The practical guidance:

  • Use interface for object shapes that represent domain entities (User, Product, Config)
  • Use type for unions, intersections, computed/derived types, and function types
  • In React component files, interface for props, type for unions and state shapes

Template Literal Types and Mapped Types

These unlock type-level string manipulation - useful for typed event systems, CSS-in-JS, and API route patterns.

// Template literal types
type Direction = 'north' | 'south' | 'east' | 'west';
type MoveEvent = `on${Capitalize<Direction>}`;
// 'onNorth' | 'onSouth' | 'onEast' | 'onWest'

type CSSProperty = 'margin' | 'padding';
type Sides = 'Top' | 'Right' | 'Bottom' | 'Left';
type SpacingProperty = `${CSSProperty}${Sides}`;
// 'marginTop' | 'marginRight' | 'paddingTop' | ... (8 combinations auto-generated)

// Mapped types - transform every key in a type
type Optional<T> = { [K in keyof T]?: T[K] }; // same as Partial<T>
type Nullable<T> = { [K in keyof T]: T[K] | null };
type Readonly<T> = { readonly [K in keyof T]: T[K] };

// Filtering keys by value type
type StringKeys<T> = {
  [K in keyof T]: T[K] extends string ? K : never;
}[keyof T];

type User = { id: string; name: string; age: number; active: boolean };
type StringFields = StringKeys<User>; // 'id' | 'name'

The infer Keyword - Reading Types From Within Types

infer lets you extract a type from a pattern match. It's how the built-in utility types are implemented.

// Unwrap a Promise to get the resolved type
type Awaited<T> = T extends Promise<infer U> ? U : T;
type R = Awaited<Promise<string>>; // string
type R2 = Awaited<string>;         // string (not a Promise, returns as-is)

// Extract the first element's type from a tuple
type First<T extends any[]> = T extends [infer F, ...any[]] ? F : never;
type F = First<[string, number, boolean]>; // string

// Extract parameter types
type Params<T extends (...args: any[]) => any> =
  T extends (...args: infer P) => any ? P : never;
type P = Params<(a: string, b: number) => void>; // [string, number]

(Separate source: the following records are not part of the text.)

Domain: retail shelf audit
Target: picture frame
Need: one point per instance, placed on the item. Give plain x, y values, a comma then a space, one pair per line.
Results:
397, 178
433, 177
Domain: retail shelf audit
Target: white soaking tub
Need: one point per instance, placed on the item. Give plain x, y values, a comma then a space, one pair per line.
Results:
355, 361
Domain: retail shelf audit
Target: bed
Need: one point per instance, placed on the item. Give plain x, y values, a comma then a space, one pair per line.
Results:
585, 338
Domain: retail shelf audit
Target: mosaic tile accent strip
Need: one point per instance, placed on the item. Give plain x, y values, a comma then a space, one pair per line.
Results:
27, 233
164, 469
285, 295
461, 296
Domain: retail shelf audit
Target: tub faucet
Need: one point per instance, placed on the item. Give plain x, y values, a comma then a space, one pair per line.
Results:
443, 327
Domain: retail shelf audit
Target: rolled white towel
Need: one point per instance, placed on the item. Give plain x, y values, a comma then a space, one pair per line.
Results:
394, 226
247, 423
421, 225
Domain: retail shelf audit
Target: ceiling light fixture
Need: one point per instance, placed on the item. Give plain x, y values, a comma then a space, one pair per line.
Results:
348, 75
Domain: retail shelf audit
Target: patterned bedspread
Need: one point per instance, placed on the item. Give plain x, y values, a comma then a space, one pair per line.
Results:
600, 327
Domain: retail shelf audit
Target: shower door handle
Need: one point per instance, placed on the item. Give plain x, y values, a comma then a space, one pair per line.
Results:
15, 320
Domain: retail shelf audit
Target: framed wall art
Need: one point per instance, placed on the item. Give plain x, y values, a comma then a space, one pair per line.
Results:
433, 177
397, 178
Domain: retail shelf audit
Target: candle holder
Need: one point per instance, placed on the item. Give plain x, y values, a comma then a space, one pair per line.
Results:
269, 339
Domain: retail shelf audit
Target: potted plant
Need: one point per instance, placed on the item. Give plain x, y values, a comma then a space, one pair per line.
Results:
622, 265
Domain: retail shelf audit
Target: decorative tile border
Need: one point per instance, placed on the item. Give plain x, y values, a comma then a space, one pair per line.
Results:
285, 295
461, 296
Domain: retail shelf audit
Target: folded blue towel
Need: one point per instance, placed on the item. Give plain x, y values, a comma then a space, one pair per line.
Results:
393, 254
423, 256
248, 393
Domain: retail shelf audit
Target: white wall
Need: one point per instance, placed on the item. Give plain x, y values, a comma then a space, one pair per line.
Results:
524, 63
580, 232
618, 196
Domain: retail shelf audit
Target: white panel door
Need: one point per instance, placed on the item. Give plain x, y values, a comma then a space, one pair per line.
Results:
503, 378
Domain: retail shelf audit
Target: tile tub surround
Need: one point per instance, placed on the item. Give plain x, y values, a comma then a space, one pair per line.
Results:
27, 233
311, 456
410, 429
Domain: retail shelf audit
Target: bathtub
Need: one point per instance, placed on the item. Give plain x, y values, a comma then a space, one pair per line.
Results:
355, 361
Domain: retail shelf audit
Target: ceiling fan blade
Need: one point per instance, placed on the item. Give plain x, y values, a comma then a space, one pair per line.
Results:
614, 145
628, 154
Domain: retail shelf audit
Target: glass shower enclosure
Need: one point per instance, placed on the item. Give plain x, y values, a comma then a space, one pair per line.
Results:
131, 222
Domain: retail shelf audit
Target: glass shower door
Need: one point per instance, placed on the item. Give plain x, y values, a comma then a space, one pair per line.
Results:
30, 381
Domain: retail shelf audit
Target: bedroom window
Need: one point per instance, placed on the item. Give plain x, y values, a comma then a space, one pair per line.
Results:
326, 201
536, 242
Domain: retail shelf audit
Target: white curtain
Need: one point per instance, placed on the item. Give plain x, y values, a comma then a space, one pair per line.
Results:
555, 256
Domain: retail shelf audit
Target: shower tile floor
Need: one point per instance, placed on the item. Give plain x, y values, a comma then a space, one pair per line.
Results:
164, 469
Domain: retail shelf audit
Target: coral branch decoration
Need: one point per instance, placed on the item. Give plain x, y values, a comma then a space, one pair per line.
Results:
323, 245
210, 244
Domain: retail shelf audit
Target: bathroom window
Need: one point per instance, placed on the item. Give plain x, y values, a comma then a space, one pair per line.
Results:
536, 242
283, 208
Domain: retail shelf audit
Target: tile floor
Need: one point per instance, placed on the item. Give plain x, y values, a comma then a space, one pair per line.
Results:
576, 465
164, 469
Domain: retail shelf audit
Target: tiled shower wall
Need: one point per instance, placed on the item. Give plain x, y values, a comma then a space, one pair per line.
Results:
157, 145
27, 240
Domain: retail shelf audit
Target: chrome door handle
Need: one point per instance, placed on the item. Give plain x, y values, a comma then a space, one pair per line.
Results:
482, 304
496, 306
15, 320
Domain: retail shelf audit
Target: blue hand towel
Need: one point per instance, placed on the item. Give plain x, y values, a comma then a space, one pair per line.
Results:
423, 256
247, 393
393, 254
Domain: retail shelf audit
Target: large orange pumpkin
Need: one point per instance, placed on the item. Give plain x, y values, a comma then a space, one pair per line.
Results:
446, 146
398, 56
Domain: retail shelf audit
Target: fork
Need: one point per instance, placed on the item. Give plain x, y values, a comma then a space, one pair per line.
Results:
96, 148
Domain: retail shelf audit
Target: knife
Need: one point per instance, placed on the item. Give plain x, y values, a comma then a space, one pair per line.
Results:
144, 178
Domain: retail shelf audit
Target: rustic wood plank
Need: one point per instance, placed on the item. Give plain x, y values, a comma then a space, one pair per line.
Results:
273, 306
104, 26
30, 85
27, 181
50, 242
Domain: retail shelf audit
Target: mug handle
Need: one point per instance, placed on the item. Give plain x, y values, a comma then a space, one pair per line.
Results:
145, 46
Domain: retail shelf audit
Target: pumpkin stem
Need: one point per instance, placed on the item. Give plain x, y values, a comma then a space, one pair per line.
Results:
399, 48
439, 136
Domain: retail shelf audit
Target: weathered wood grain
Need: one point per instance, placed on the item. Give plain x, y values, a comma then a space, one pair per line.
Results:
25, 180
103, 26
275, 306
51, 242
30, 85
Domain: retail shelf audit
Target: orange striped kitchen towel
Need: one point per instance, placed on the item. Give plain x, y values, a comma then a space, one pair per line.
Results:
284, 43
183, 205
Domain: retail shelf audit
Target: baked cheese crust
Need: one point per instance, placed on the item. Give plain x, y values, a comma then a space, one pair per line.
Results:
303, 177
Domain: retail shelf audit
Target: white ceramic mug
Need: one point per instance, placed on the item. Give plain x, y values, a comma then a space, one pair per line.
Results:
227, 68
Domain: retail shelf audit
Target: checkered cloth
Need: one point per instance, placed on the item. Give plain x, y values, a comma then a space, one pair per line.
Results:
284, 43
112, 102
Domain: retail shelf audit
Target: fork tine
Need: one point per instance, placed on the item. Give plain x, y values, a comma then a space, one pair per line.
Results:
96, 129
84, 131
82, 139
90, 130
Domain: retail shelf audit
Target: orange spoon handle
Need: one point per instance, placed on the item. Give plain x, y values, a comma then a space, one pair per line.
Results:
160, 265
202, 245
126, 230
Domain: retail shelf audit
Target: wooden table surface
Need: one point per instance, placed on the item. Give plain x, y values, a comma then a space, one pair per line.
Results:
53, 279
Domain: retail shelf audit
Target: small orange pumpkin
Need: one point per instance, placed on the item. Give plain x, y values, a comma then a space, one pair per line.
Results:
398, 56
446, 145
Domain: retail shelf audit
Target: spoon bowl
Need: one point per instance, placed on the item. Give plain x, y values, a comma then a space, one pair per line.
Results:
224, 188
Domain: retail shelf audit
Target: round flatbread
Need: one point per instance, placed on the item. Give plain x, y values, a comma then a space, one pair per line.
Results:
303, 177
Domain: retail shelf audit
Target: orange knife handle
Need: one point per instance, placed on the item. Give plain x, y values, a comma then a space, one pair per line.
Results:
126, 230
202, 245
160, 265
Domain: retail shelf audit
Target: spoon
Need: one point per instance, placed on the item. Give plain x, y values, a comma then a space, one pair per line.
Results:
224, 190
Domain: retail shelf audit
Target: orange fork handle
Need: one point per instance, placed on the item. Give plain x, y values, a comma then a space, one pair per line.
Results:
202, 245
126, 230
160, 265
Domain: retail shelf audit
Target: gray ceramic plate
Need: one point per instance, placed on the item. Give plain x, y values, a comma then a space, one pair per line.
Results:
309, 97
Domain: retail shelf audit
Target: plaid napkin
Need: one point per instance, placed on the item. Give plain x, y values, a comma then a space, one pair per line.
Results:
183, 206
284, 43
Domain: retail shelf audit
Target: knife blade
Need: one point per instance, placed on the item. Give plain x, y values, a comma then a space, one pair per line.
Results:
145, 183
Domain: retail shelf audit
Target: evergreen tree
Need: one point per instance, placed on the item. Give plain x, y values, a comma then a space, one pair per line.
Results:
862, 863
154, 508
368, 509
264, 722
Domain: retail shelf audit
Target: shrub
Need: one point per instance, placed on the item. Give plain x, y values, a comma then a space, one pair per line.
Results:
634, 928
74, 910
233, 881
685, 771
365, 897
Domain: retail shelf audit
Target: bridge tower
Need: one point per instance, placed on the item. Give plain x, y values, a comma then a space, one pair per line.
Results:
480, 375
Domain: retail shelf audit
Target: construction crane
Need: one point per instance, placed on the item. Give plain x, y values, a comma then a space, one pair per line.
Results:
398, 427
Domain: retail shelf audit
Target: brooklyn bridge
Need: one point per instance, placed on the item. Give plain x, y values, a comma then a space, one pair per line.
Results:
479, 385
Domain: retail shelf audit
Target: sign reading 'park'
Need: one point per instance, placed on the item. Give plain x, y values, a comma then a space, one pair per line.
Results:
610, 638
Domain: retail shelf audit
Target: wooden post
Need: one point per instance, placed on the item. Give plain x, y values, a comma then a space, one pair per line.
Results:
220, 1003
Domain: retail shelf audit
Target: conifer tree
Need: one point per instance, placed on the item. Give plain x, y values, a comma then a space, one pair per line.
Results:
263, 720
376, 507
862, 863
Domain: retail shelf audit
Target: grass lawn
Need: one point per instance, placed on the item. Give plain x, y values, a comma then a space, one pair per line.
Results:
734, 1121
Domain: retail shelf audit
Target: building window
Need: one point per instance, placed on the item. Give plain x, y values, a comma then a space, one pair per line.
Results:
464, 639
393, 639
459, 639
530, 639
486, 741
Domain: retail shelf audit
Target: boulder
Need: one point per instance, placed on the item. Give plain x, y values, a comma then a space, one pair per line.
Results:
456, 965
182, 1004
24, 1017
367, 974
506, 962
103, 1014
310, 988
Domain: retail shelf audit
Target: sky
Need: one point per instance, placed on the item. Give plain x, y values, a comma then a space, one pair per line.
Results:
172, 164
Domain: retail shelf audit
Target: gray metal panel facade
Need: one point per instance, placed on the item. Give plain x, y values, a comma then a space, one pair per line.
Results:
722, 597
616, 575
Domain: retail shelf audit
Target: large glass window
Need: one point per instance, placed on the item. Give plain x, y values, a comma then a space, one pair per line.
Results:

You'll see infer used in library types (React's ComponentPropsWithRef, TanStack Query's QueryObserverResult) and in any codebase that builds generic utilities over async functions or tuples.


The Interview Pattern That Combines Everything

// Build a type-safe event emitter
type Events = {
  login: { userId: string; timestamp: number };
  logout: { userId: string };
  error: { message: string; code: number };
};

type EventName = keyof Events;
type EventPayload<E extends EventName> = Events[E];

function emit<E extends EventName>(event: E, payload: EventPayload<E>): void {
  // dispatch the event
}

function on<E extends EventName>(event: E, handler: (payload: EventPayload<E>) => void): void {
  // subscribe
}

// TypeScript enforces correct payloads at the call site:
emit('login', { userId: '123', timestamp: Date.now() }); // correct
emit('login', { message: 'oops' }); // Error: Property 'userId' is missing

on('error', payload => {
  console.log(payload.code); // typed as number
});

This pattern - generic functions constrained by a mapping type - appears in event systems, API clients, Redux action creators, and any system where the payload type depends on a string key.